A former physical trainer and fitness model who played soccer at Mississippi State and for the Cameroon national team, Ngum said the responsibility she felt in taking the job was in some way instilled by the cultural values taught by her father, Michael, and mother, Bernadette, a school teacher originally from Jamaica.

Ngum and Ndamukong came to understand the opportunity they had in their middle-class neighborhood of Portland, Ore. Each was expected to be an achiever, expected to make sure the other was, too.

"I didn't know there was anything different," she said of her mindset regarding helping her brother. "I have come to realize the fact it was maybe from parents who aren't from here, so that's what they know. They know that the oldest sibling, you have to take charge or at least take care of your younger siblings.

"Guy or girl, your younger siblings look at you like a second mother or second father they have to show respect to or listen to, but also you're responsible for them. So if they're doing poorly, then that's a reflection on you and your teaching."

Just four years apart in age, the Suh siblings enjoy a chummy, yet "pretty boring" relationship, she said. There are dinners -- preferably in, so he can dine in peace, she said -- chats, video game contests and movie marathons.

"It's kind of what we do," she said. "We'll sit around the house and giggle and watch movies. For the most part, we get along really well. We're good buddies. But I think that's good. That helps us. It helps me.

"If he's not listening to his manager, I can always put the big sister hat on and say, 'You've got to do this.' It gives me leverage, but it also gives him leverage, because if I decide to spoil him ..."

There is the laundry issue, which would probably be a nonstarter unless the business manager is also the sister.

"He's busy," she laughed sheepishly. "He doesn't have time to do laundry. OK, I do his laundry. It's not that big a deal to me. Maybe it's another cultural thing. But because we're so close, I feel it's OK for me to do his laundry. I don't care. It's not that I'm his sister and I think I have to do his laundry. It's not like that. We help each other out a lot."

Together they form what Spielman calls a "dynamic duo," and there is a sense after speaking with them that they are capable of a great deal in football and beyond. Suh's foundation has announced plans for a $2.6 million donation to the University of Nebraska, and endowed a scholarship fund for engineering students.

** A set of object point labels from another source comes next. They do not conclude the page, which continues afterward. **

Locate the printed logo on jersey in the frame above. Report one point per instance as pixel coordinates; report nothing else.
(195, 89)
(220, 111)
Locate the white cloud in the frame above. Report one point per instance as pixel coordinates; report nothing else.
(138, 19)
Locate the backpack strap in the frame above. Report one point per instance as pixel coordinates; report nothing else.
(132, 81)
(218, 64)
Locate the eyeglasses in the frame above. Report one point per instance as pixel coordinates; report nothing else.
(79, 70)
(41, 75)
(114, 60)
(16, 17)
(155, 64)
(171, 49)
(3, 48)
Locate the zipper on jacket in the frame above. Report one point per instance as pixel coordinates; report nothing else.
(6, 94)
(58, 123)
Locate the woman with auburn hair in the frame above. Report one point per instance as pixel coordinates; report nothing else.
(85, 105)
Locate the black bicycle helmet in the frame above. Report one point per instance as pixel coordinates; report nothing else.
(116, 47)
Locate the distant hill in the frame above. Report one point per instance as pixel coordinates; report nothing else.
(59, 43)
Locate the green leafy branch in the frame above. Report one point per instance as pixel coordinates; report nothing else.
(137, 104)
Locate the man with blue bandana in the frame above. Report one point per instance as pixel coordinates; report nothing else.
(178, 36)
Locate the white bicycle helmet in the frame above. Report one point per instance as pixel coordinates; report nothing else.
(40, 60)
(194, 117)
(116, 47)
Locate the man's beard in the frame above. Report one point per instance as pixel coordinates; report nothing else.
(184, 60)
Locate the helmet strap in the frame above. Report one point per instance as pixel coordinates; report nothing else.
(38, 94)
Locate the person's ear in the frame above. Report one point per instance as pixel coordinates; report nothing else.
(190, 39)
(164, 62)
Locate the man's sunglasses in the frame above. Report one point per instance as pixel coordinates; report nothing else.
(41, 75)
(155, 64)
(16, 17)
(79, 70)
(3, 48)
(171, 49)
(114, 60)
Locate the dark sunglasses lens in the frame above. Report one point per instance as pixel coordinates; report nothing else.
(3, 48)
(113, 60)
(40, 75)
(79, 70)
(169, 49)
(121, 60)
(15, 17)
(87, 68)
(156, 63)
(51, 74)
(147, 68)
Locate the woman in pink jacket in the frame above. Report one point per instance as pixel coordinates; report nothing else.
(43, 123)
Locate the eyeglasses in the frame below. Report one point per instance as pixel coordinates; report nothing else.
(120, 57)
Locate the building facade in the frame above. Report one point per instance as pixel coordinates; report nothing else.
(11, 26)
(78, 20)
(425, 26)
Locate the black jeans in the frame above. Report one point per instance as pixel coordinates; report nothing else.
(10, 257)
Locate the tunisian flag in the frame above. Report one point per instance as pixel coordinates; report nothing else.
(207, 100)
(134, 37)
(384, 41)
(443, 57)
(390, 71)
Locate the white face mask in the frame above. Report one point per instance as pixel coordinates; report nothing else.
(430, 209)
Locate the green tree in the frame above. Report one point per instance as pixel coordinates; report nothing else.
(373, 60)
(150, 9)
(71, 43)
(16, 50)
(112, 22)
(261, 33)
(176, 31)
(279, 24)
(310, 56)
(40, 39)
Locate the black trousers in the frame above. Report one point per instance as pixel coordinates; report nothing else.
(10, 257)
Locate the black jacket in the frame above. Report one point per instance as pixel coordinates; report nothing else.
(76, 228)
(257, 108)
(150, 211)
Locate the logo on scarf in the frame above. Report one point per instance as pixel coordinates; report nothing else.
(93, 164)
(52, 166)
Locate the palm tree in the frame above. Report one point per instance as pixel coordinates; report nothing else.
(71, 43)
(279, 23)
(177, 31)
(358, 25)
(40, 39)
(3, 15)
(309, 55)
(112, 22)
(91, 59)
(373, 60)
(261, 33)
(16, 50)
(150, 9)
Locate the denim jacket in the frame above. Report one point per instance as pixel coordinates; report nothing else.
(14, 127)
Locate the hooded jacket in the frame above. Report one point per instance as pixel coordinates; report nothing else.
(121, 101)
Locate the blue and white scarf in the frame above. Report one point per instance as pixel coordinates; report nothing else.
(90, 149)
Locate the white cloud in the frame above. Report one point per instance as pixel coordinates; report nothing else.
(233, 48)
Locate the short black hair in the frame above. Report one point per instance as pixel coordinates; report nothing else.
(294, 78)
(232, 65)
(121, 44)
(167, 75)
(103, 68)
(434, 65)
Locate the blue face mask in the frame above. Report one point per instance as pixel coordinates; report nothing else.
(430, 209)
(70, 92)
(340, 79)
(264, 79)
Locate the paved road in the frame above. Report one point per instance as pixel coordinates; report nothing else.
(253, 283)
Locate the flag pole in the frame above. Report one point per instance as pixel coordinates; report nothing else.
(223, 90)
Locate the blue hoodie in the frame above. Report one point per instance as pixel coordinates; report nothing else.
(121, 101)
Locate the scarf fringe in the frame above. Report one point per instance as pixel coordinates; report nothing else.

Currently, the foundation focuses on education, health and nutrition issues and international outreach, which has included adopting a school in Cameroon and may eventually entail building a library in Jamaica.

Eventually, Ngum wants to attend either medical school or study physical therapy, with the long-held goal of opening a facility with her brother. That will be her ultimate compensation, as insisted upon by their parents and paid for by Ndamukong. He readily endorses the deal, but he hopes he can delay it for a while.

"She can go back to school for however long she wants to," he said, "hopefully when I'm done with my 12-to-15-year career."

There is no time limit for a brother's keeper, apparently.

"I'm there," she said, "as long as he needs me."